Ash by Malinda Lo (Little, Brown Books for Young Readers, 2009) is a truly beautiful and unique retelling of Cinderella. It reads very much like a fairy tale and it had me enchanted. Sometimes the descriptions of the sights, sounds, smells, and feel of the weather and the land were unnecessary and overwrought. And Ash and Kaisa's relationship was underdeveloped compared to Ash and Sidhean's relationship. (This is probably due to the fact that Ash and Sidhean knew each other for many years and so many more pages were dedicated to their relationship.) But I couldn't put this novel down. The character of Ash was so well drawn, so well written. She is flawed. She is likable. She grows. She is REAL. Readers will sympathize and empathize with Ash. I deeply cared about her and about what would happen to her, Sidhean, and Kaisa. I also loved how this novel is very much about choosing to be brave and really LIVE LIFE. Even though life can be acutely painful, at least it is REAL. True to fairy tale form, Ash can be considered a cautionary tale about running away from life to escape grief and hardship.

Sometimes fairy tale retellings feel old and tired. Ash feels fresh and the love triangle of Ash, Sidhean, and Kaisa haunts me. The spell of this novel still clings to me.


Why I Imagine the Characters of Ash as Asians

I had thought that I would imagine the characters of Ash as Caucasians because it is based on a fairy tale with very popular versions from Europe and the United States. To my surprise, delight, and relief, I imagined the characters as Asians. Yes, some of the characters are described as having physical features that are not Asian. For example, the fairies have striking blue eyes. But in my mind their blue eyes have smooth eyelids with no folds. Hey, they could be biracial. :o)

I did not think of the lush setting of Ash as somewhere in Europe or the United States. I thought of Japan, Taiwan, and China. There are several reasons why it was easy for me to imagine the characters and setting as Asian and I would like to enumerate them here.

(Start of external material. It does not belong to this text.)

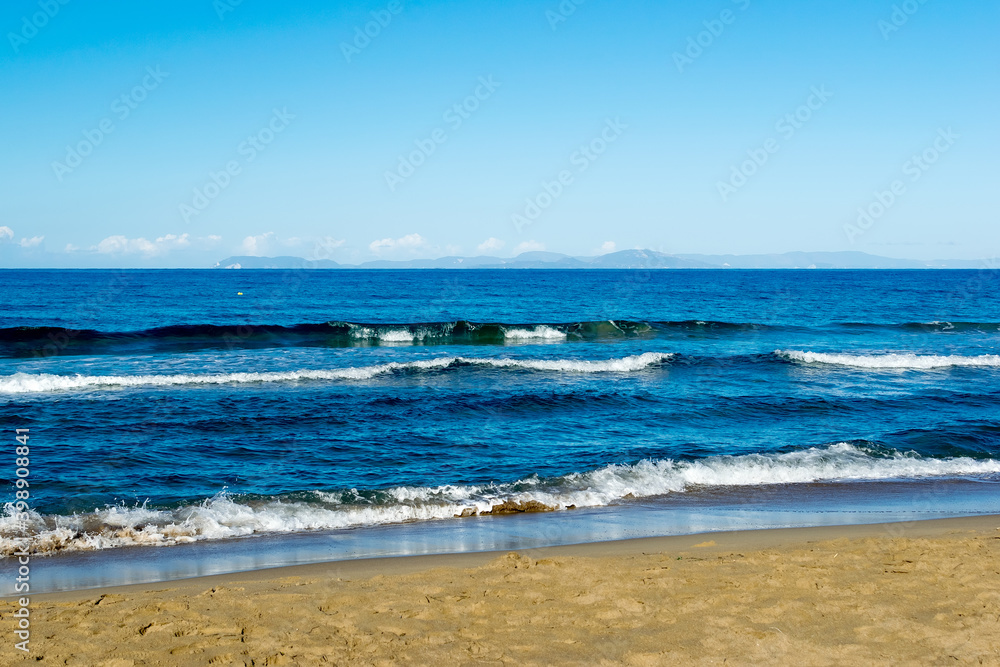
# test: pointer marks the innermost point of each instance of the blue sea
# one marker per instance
(235, 407)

1. I have Asia in my heart and mind.
2. The author Malinda Lo is Asian American. (She envisions Ash and Kaisa as Asians.)
3. I was influenced by this post where blogger Ah Yuan cast Ash as if it were to be made into a Japanese TV drama.
4. I watch a lot of Japanese anime. Japanese anime is full of characters with physical features that are not Asian: blond hair, blue eyes, curly hair, etc. But the language is always Japanese and the characterization, narrative techniques, and themes are always uniquely Japanese. I think of these characters as Japanese.
5. The subtle and painful love triangle of Ash, Sidhean, and Kaisa reminded me of the subtle and painful love triangles in excellent Asian anime and TV dramas.
6. There is tension between magic and philosophy/religion in Ash's land. The people are trying to embrace science, yet are reluctant to completely let go of their superstitions. This sounds a lot like Asia today. In Asia, there are still "negotiations" between tradition and modernity.


[My copy of Ash is an ARC I won from Presenting Lenore. Thank you, Lenore!]